WARNER ROBINS, Georgia (41NBC/WMGT) - A group called 'Citizens Against T-SPLOST', or 'CATS' for short, is fighting to get local residents to oppose the statewide transportation tax to be voted on July 31st.
The T-SPLOST, which will be voted on regionally, would raise taxes by one percent, from 7% to 8%.
"We are against this T-SPLOST because it is a brand new tax," says Becky Wood, a member of the group. "It's a tax, and it's an increase that we don't think we need right now."
Former chairman of the Houston County Commission and current chairman of CATS, Ned Sanders, fears that if the T-SPLOST passes, local taxes could potentially be used to pay for out of state contractors to complete the long list of proposed projects.
"All these millions and millions of dollars being dumped on them (state and Georgia Department of Transportation) in a short period of time, and they have to start the implementation on them right away," says Sanders. "They're going to have to hire outside help--engineering firms to design them, for example. And I doubt all those firms would be here in Georgia."
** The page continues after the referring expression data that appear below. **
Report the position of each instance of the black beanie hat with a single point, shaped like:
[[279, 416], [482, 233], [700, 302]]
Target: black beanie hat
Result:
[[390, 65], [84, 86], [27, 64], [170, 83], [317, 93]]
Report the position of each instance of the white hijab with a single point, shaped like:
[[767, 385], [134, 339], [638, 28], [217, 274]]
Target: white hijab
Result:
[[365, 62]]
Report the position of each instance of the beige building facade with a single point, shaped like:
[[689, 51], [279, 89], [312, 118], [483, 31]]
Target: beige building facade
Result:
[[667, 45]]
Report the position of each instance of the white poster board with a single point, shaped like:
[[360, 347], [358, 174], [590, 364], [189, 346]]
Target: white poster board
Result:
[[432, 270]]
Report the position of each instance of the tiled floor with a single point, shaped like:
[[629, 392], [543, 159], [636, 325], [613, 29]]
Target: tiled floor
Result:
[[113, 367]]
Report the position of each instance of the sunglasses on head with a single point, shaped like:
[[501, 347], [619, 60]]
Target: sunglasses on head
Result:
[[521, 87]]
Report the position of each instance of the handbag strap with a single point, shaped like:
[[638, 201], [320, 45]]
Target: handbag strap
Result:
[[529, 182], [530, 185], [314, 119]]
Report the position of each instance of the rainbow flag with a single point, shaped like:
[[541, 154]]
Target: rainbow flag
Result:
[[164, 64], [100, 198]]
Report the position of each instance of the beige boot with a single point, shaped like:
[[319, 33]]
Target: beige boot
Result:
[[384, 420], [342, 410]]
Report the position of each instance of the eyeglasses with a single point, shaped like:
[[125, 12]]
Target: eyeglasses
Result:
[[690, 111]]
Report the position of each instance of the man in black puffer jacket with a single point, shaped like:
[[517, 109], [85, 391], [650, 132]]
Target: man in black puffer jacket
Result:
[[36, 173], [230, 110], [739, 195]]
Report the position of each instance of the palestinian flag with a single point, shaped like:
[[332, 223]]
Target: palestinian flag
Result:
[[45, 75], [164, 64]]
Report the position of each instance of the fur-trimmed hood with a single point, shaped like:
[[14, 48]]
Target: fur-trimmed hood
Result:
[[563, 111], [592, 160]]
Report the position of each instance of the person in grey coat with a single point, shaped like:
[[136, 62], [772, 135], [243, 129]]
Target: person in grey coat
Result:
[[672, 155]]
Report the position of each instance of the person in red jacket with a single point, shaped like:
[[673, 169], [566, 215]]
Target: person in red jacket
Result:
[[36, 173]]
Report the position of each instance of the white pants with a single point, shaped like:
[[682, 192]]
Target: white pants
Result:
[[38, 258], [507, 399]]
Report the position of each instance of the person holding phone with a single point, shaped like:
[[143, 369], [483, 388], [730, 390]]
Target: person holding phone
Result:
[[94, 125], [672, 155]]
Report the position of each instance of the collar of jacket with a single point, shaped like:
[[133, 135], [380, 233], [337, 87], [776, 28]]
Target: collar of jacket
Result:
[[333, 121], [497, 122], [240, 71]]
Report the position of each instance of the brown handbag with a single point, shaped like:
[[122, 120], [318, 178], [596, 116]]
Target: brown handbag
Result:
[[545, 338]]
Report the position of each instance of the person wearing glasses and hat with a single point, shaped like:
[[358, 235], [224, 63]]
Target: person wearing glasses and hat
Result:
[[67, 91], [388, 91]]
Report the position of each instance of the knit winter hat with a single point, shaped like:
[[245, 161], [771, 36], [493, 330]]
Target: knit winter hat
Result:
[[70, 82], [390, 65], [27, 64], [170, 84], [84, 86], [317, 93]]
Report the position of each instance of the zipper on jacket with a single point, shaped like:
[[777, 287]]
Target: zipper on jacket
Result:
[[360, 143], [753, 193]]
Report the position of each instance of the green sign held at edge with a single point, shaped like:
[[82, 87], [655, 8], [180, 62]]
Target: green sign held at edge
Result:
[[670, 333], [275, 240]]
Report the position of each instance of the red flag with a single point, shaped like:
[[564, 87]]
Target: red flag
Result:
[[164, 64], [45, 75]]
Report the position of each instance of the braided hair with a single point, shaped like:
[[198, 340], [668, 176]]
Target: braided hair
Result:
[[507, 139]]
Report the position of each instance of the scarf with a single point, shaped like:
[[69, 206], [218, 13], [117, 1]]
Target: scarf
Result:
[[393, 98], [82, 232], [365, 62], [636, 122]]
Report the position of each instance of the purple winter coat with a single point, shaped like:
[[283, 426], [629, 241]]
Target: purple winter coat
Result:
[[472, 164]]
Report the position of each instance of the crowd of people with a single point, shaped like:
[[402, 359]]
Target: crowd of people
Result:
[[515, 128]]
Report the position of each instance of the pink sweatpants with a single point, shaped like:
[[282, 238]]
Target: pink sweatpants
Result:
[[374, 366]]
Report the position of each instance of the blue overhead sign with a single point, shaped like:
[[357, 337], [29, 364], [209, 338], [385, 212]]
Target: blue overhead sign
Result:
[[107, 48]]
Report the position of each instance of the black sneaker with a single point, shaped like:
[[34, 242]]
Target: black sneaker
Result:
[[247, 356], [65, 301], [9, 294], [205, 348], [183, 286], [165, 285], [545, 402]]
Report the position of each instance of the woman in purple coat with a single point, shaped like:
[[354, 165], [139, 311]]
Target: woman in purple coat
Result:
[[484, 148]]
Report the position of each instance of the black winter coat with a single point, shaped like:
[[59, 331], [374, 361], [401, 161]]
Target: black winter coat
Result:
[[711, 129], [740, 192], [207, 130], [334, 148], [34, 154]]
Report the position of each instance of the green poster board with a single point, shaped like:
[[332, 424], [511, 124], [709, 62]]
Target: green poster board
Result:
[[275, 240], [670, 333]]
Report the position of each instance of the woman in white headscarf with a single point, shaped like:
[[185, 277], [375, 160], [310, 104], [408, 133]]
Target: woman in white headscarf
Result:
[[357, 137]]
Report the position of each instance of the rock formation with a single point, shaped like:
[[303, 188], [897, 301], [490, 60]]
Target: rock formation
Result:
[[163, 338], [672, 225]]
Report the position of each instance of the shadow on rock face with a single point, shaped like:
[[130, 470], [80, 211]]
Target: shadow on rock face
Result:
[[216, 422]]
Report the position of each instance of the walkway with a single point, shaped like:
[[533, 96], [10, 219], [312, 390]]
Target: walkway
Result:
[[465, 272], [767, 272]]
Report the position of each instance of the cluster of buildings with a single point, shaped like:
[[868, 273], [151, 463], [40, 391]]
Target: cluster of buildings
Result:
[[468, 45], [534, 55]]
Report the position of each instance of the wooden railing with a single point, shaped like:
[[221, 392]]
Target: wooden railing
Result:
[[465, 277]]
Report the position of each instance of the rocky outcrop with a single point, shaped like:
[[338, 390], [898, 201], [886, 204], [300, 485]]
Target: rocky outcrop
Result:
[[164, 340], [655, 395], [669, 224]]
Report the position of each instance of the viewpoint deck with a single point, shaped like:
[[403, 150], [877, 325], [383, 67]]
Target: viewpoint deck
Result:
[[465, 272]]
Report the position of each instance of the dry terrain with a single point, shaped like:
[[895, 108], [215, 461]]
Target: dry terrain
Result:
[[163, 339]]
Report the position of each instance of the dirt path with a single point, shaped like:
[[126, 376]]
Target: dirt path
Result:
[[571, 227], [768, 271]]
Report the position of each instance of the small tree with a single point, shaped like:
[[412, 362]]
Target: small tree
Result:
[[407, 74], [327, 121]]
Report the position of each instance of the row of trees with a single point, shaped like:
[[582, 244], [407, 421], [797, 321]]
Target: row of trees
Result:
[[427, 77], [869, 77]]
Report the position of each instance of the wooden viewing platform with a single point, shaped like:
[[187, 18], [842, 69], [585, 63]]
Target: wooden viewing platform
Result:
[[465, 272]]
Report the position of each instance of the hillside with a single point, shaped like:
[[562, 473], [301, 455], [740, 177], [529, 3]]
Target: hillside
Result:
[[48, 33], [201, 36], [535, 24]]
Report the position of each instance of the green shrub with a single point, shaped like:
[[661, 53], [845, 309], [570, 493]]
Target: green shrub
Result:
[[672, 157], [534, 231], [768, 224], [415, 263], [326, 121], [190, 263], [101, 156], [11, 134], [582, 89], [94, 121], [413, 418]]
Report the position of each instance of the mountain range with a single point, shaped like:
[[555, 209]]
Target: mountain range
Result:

Sanders feels that passage of the T-SPLOST would take control of the logistics of road projects out of the hands of local officials and put it in the hands of state officials and the GDOT.
Proponents of the T-SPLOST feel some of the roads around the region are in desperate need of repair. Sanders says those roads won't be left out to dry if the T-SPLOST doesn't pass.
"There's still the general fund, which is funded by our income taxes--the Georgia income taxes," says Sanders. "A large portion of which goes to Georgia DOT every year. There's still the motor fuel tax. That'd still be there. So it doesn't mean that these roads won't be worked on. It just means it won't be as diverse an application as it would be if you had all this additional money."
If it passes on July 31st, the T-SPLOST would be in effect for 10 years, and the group worries that locally controlled SPLOSTS, like the 2006 SPLOST passed in Houston County, will be in great danger of passage after the 10 years is up because residents will be ready to decrease taxes.
If you're interested in learning more about the group, it will meet again next Thursday, June 21st from 2-4 in the public meeting room of the Flint Energies Building on Highway 96 next to Houston County High School.